Cakes

I LOOOVEEE cakes.

And I bet you do too.

Black Forest Cake

But one thing I’ve noticed is it’s not as easy to get cheap cakes here in Spain as it is in Canada. I mean, cheap cakes at the supermarket. If you want a really good cake here you have to go to the bakery and bakery cakes are expensive.

In Canada you could just go to the supermarket and pick up a ready made cake for maybe $2. And there would be a whole huge variety of cakes available. But here even if a large supermarket has cheap cakes they will maybe only have a couple of varieties. The rest are bakery cakes (also available at supermarkets but in a separate section) and they’re more expensive.

Then you just can’t compare the variety that they have in Canada with here. Of course in bakeries here you can get every sort of cake that your heart could desire. But like I said before, bakery cakes are expensive. In Canada you can get every kind of cheap, ready made cake you could possibly want at the supermarket: chocolate, strawberry, Black Forest, caramel……

Now — and I’m just speculating here — I was wondering why is it so hard to get good, cheap cakes round here? And my theory is that maybe it’s just simply because Spanish people don’t seem to have a tradition of eating cakes.

Yep. Might sound weird. But think that in poorer countries cakes aren’t all that easy to come by. (Which is why only Marie Antoinette could have cake but not her poverty-stricken, lowly subjects.)

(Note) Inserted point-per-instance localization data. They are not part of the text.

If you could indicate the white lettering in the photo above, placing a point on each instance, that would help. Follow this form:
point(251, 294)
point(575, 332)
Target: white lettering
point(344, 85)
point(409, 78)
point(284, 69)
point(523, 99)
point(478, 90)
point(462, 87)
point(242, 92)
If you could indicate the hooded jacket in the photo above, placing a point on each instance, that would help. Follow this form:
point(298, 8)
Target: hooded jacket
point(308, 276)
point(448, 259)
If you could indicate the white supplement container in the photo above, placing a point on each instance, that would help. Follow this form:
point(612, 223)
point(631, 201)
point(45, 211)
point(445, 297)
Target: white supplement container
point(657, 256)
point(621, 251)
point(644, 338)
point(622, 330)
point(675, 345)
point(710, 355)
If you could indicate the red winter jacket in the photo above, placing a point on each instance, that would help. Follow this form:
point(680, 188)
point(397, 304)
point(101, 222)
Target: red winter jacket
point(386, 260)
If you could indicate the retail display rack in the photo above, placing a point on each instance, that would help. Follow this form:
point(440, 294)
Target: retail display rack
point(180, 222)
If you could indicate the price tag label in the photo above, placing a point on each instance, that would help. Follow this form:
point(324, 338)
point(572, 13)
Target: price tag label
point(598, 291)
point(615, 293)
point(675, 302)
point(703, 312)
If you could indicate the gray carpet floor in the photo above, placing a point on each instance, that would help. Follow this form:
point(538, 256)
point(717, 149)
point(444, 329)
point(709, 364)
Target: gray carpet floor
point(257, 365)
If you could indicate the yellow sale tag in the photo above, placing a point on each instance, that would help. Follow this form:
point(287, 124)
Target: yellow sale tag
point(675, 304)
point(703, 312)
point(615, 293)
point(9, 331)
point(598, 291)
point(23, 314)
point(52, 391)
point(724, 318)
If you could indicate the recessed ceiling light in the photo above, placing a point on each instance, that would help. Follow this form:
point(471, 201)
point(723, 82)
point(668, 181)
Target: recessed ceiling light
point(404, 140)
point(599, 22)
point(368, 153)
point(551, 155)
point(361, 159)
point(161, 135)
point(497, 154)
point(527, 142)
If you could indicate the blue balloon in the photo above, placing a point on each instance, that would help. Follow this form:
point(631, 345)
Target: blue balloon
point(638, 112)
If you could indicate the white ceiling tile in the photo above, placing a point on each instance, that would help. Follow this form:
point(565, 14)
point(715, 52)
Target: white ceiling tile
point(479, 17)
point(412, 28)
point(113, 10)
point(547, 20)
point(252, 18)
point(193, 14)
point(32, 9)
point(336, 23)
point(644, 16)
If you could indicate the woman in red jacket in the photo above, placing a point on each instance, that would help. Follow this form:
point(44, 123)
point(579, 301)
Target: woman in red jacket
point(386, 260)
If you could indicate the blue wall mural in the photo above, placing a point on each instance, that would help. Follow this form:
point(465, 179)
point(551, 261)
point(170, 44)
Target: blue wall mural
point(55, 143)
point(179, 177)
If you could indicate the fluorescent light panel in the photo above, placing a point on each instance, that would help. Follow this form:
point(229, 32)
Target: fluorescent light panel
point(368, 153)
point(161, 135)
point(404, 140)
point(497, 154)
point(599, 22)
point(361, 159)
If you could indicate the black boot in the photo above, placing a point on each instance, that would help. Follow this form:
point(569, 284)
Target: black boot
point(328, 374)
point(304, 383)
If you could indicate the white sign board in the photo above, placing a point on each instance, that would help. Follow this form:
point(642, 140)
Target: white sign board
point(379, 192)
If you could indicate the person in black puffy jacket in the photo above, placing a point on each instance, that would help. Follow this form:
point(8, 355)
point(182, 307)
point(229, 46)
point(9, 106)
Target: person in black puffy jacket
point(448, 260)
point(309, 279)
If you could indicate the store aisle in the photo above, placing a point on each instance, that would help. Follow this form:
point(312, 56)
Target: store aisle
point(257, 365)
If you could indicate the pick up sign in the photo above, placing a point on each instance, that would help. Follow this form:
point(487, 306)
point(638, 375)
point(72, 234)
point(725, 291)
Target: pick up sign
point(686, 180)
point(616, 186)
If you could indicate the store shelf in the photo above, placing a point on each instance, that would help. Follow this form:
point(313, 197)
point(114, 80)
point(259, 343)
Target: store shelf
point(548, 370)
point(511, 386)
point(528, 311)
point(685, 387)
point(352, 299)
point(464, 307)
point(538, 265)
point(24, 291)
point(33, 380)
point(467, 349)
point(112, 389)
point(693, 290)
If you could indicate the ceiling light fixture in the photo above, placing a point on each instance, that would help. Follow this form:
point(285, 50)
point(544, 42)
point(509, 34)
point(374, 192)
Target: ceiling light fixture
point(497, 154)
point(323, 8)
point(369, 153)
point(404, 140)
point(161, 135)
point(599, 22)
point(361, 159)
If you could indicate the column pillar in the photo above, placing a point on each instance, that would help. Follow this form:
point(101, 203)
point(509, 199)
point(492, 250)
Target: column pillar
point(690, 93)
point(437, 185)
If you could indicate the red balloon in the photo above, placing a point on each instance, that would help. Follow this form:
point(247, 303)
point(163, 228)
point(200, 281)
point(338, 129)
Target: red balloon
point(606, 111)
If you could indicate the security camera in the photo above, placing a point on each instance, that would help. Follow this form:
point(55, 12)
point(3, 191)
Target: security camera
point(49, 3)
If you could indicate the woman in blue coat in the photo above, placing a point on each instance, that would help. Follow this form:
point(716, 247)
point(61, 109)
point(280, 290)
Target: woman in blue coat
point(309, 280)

So traditionally, here in Spain, cakes and pastries were reserved only for special occasions. Reason why all the festivities of the year have their own special pastries, like Roscón de Reyes for The Three Kings holiday or pestiños for All Saints Day.

Then as people got richer ordinary people could have cakes more often. But even so they still tend to reserve cake eating for things like birthdays or family get-togethers. I still have delicious memories of how, when I was still married, my ex (then hubby) would buy pastries every Sunday and we’d have pastries and tea with his family on Sundays.

But maybe in other cultures, like England or Canada, it was more common to eat cake every day. For example, as part of the daily tea.

Well not exactly a transcendental subject and I’m sure these aren’t exactly earth-shattering theories haha. Just one of the many small details where I notice the difference between Spanish and English cultures.